0

Performing logistic regression with large number of explanatory variables (400 in this example). I can easily reference all 400 variables using the code below in the model statement, but is there also an easy way to generate 1st level interaction terms (i.e. all pairs of two)?

proc logistic data = d1;
    model y = var1-var400 / rsquare;
run;

I've seen code like this:

proc logistic data = d1;
    model y = var1 | var2 | var3... @2 / rsquare;
run;

but this is not realistic for 400 variables.

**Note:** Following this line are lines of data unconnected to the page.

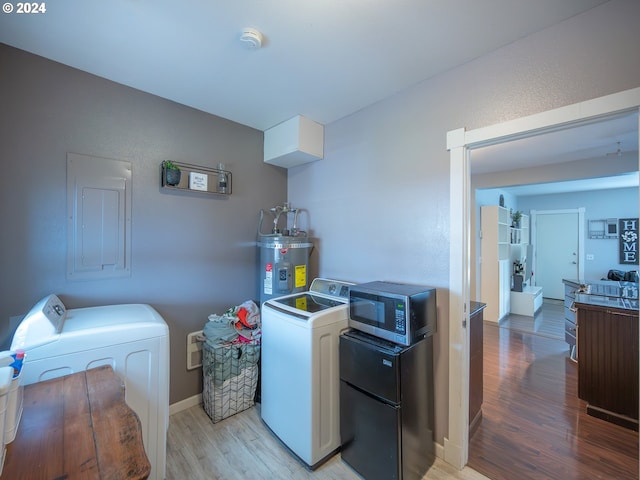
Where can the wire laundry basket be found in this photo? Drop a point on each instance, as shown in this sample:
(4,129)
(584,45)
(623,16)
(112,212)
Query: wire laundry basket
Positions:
(230,378)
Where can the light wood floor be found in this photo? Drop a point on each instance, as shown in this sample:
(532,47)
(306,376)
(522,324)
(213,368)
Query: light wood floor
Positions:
(241,447)
(534,426)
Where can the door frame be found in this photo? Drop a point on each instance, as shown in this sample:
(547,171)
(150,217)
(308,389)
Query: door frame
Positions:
(459,143)
(534,231)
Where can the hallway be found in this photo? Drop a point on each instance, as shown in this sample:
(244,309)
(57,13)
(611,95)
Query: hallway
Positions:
(534,426)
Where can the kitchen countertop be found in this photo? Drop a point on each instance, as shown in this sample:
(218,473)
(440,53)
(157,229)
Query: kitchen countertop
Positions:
(607,293)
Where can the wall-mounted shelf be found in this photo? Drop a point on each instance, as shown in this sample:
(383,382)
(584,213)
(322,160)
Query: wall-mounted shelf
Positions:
(195,178)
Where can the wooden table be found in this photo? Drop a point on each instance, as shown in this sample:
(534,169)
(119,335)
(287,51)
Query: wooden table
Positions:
(77,427)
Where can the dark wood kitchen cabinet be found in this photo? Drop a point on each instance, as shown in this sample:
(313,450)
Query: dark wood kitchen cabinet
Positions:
(608,362)
(475,365)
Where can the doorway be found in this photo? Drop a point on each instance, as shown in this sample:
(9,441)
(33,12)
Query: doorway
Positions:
(459,143)
(556,236)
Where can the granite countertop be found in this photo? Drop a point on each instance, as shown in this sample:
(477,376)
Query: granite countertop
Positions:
(608,293)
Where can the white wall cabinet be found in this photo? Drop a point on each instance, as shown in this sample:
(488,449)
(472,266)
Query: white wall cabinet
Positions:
(495,263)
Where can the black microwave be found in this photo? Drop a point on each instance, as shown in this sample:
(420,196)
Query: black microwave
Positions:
(396,312)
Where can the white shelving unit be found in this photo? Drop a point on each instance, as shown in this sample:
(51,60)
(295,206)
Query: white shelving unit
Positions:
(495,274)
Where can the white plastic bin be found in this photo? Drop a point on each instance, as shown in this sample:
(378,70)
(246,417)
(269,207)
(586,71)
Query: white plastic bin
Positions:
(14,409)
(6,375)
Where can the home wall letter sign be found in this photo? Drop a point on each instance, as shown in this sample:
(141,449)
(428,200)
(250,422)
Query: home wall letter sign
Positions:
(628,241)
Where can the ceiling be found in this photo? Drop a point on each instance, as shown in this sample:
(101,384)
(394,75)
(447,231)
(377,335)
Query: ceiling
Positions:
(610,139)
(321,59)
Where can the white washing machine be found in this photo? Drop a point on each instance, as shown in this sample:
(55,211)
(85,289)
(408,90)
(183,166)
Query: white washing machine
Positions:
(300,399)
(133,339)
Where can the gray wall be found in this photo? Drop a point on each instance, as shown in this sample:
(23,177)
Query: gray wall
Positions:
(379,199)
(192,254)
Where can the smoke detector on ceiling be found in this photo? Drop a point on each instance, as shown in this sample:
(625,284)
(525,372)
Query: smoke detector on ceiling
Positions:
(251,38)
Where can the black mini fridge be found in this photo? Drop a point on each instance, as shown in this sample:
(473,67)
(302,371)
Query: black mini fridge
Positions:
(386,406)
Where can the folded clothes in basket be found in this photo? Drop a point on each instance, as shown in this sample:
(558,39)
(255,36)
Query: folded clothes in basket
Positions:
(239,324)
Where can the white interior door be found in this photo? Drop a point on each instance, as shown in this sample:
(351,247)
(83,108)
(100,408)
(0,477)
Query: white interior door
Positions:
(557,247)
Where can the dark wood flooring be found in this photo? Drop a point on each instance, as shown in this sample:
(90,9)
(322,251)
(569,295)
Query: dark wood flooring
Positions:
(534,426)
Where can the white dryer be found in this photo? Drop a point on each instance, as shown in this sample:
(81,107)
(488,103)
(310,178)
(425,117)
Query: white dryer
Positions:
(133,339)
(300,380)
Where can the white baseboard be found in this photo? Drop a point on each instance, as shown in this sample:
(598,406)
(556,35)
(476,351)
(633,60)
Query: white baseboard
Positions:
(184,404)
(439,450)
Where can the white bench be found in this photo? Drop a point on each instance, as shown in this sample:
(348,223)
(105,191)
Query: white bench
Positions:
(526,302)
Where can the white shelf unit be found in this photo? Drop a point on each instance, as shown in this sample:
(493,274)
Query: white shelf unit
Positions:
(519,238)
(495,267)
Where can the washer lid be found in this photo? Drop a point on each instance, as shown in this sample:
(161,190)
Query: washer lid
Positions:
(308,302)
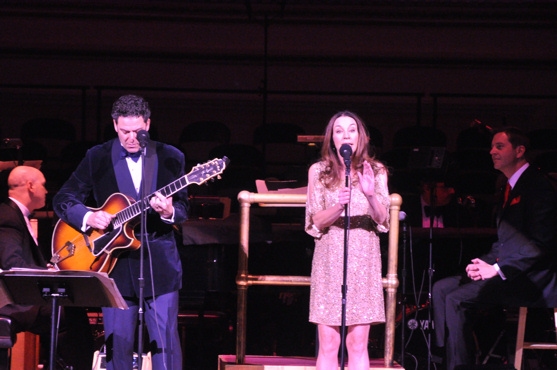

Any suggestions that provide a better method than doing this the hard way and creating a new dataset that contains all of the interaction terms?

krohn
  • 13
  • 4
  • Is the first option not realistic due to the amount of typing required, or due to performance considerations? – user667489 Dec 18 '18 at 14:53

1 Answers1

0

You can easily generate a macro variable containing a list variables from a dataset using proc sql, e.g.:

proc sql noprint;
  select name into :var_list 
    separated by '|'
  from dictionary.columns 
  where libname = 'SASHELP' 
    and memname = 'CLASS'
  ;
quit;

%put &var_list;

Then you can use that macro variable in your code rather than typing out var1 | ... | var400. Is this a reasonable option for you?

user667489
  • 9,501
  • 2
  • 24
  • 35